Ongoing Audits for Self-Awareness
What have you learned about yourself from having learned more about personality? About using specific vocabulary to define your character, habits, temperament, disposition? What about your body? Your mind? What have you learned about your emotions, and how all of these facets of YOU comprise your inner landscape?
Write about your learning and perhaps revisit the original Who am I? Practice to see how you have grown in wisdom about yourself. And… perhaps while reflecting in writing about your journey in Self-Awareness, you may even stumble upon the discovery that not only ARE you a mind and body, but YOU are so much more than that. Perhaps your SELF is connected to everyone else outside of you, or that your Self transcends boundaries and limitations.

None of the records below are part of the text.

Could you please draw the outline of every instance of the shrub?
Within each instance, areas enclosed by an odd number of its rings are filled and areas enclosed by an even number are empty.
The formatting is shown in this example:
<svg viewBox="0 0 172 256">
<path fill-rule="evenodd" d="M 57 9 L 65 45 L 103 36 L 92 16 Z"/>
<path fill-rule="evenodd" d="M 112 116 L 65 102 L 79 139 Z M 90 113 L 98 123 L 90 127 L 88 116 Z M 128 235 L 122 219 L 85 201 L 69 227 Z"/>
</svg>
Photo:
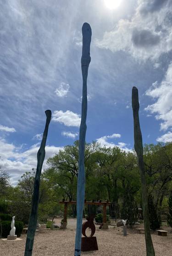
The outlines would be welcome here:
<svg viewBox="0 0 172 256">
<path fill-rule="evenodd" d="M 8 208 L 8 204 L 5 200 L 0 201 L 0 212 L 5 213 Z"/>
<path fill-rule="evenodd" d="M 11 221 L 4 221 L 0 222 L 0 227 L 2 232 L 2 236 L 6 238 L 8 235 L 10 234 L 10 230 L 11 230 Z M 20 237 L 22 232 L 23 227 L 23 222 L 22 221 L 15 221 L 15 227 L 16 227 L 15 234 L 17 237 Z"/>
<path fill-rule="evenodd" d="M 134 199 L 134 193 L 128 183 L 125 191 L 121 217 L 124 220 L 127 219 L 130 227 L 132 228 L 137 221 L 138 215 L 138 208 Z"/>
<path fill-rule="evenodd" d="M 53 229 L 54 223 L 54 221 L 47 221 L 46 224 L 46 228 L 50 228 L 51 229 Z"/>
<path fill-rule="evenodd" d="M 168 225 L 172 227 L 172 192 L 171 193 L 169 200 L 168 204 L 168 213 L 167 214 L 167 223 Z"/>
<path fill-rule="evenodd" d="M 149 195 L 148 197 L 148 207 L 150 228 L 155 230 L 160 227 L 161 220 L 158 218 L 157 210 L 154 204 L 153 198 L 151 195 Z"/>
<path fill-rule="evenodd" d="M 0 213 L 0 221 L 12 221 L 12 216 L 10 214 Z"/>
</svg>

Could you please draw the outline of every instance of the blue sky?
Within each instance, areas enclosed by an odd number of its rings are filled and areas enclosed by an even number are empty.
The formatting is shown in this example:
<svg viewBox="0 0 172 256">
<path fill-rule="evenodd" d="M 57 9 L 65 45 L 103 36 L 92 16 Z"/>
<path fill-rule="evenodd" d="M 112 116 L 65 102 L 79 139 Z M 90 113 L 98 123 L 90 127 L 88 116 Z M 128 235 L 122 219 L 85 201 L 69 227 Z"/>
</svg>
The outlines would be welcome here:
<svg viewBox="0 0 172 256">
<path fill-rule="evenodd" d="M 78 139 L 83 23 L 92 28 L 86 141 L 133 147 L 139 89 L 144 143 L 172 140 L 170 0 L 0 1 L 0 166 L 16 185 L 36 168 L 51 110 L 46 160 Z"/>
</svg>

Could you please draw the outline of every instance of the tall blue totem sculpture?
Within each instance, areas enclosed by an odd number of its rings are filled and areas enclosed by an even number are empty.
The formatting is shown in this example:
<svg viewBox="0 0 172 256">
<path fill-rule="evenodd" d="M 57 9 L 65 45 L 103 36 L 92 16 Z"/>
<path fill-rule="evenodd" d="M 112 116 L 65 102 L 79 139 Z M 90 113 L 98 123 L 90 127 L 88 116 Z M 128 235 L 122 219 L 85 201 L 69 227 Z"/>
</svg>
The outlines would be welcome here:
<svg viewBox="0 0 172 256">
<path fill-rule="evenodd" d="M 81 121 L 79 130 L 79 171 L 77 184 L 77 224 L 75 237 L 75 256 L 81 255 L 82 218 L 85 197 L 84 151 L 85 134 L 87 129 L 86 121 L 87 112 L 87 80 L 89 66 L 91 61 L 90 48 L 91 29 L 88 23 L 84 23 L 82 28 L 83 50 L 81 69 L 83 76 L 83 99 L 82 101 Z"/>
<path fill-rule="evenodd" d="M 37 223 L 38 208 L 39 198 L 39 184 L 42 167 L 45 158 L 45 147 L 47 140 L 48 128 L 51 118 L 51 111 L 46 110 L 45 127 L 44 131 L 41 145 L 37 154 L 37 167 L 34 182 L 33 194 L 32 199 L 31 212 L 30 215 L 24 256 L 31 256 L 33 249 L 34 239 Z"/>
</svg>

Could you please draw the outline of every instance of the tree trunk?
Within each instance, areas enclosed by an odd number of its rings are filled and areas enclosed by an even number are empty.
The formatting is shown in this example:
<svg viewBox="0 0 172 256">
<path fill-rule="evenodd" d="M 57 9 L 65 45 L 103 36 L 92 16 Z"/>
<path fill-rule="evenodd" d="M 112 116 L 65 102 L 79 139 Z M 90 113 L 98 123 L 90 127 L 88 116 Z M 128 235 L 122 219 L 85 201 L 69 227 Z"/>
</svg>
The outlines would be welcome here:
<svg viewBox="0 0 172 256">
<path fill-rule="evenodd" d="M 132 90 L 132 108 L 134 120 L 134 149 L 138 157 L 139 169 L 141 176 L 146 255 L 147 256 L 155 256 L 154 248 L 150 232 L 147 186 L 145 177 L 144 165 L 143 161 L 142 136 L 139 116 L 139 107 L 138 90 L 136 87 L 133 87 Z"/>
</svg>

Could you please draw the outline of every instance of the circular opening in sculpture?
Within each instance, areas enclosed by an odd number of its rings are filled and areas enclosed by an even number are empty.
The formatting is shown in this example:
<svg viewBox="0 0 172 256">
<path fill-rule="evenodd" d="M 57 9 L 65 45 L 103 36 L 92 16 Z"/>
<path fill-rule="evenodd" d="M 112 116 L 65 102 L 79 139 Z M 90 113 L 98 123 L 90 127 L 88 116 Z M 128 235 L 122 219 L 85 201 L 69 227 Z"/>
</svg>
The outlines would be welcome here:
<svg viewBox="0 0 172 256">
<path fill-rule="evenodd" d="M 90 237 L 91 235 L 91 229 L 87 227 L 85 230 L 85 234 L 87 237 Z"/>
</svg>

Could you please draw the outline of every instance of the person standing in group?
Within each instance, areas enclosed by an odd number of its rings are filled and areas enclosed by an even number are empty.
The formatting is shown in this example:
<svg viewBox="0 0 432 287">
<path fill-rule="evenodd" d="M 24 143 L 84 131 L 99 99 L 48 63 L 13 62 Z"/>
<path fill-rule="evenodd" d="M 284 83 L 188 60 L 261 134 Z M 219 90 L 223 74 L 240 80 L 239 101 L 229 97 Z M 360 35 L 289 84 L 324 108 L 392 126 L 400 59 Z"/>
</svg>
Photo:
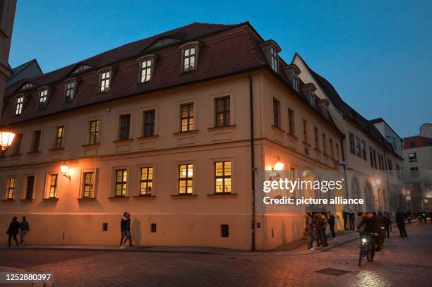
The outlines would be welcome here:
<svg viewBox="0 0 432 287">
<path fill-rule="evenodd" d="M 405 230 L 405 214 L 400 210 L 397 210 L 395 215 L 395 219 L 396 219 L 396 225 L 397 225 L 397 228 L 400 233 L 399 237 L 408 237 Z"/>
<path fill-rule="evenodd" d="M 348 220 L 349 221 L 349 230 L 354 230 L 356 221 L 356 212 L 351 209 L 348 214 Z"/>
<path fill-rule="evenodd" d="M 327 212 L 327 214 L 328 226 L 330 226 L 330 233 L 332 233 L 332 239 L 336 239 L 336 233 L 335 233 L 335 215 L 332 214 L 330 212 Z"/>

Remember, your best resource is YOU.
I hesitate to share resources with you because these courses are about you studying yourself, not studying what others have learned about human nature in their various ways. There’s SO much on the topic of human nature, mind-body/brain etc…I really don’t even know where to start. I will say, try not to lose sight of self-study if and or when you decide to dive into learning what others have discovered about human nature. I am not saying don’t go there, please just don’t lose yourself as THE PRIMARY SOURCE– THE book to read, while also reading others’ books.
A lot of times, we get lost in the interesting information, science, and descend into Self-Help, losing sight of our own insight available within ourselves right here, right now. I like to think all the answers you need about yourself (and the world) are literally right under your nose.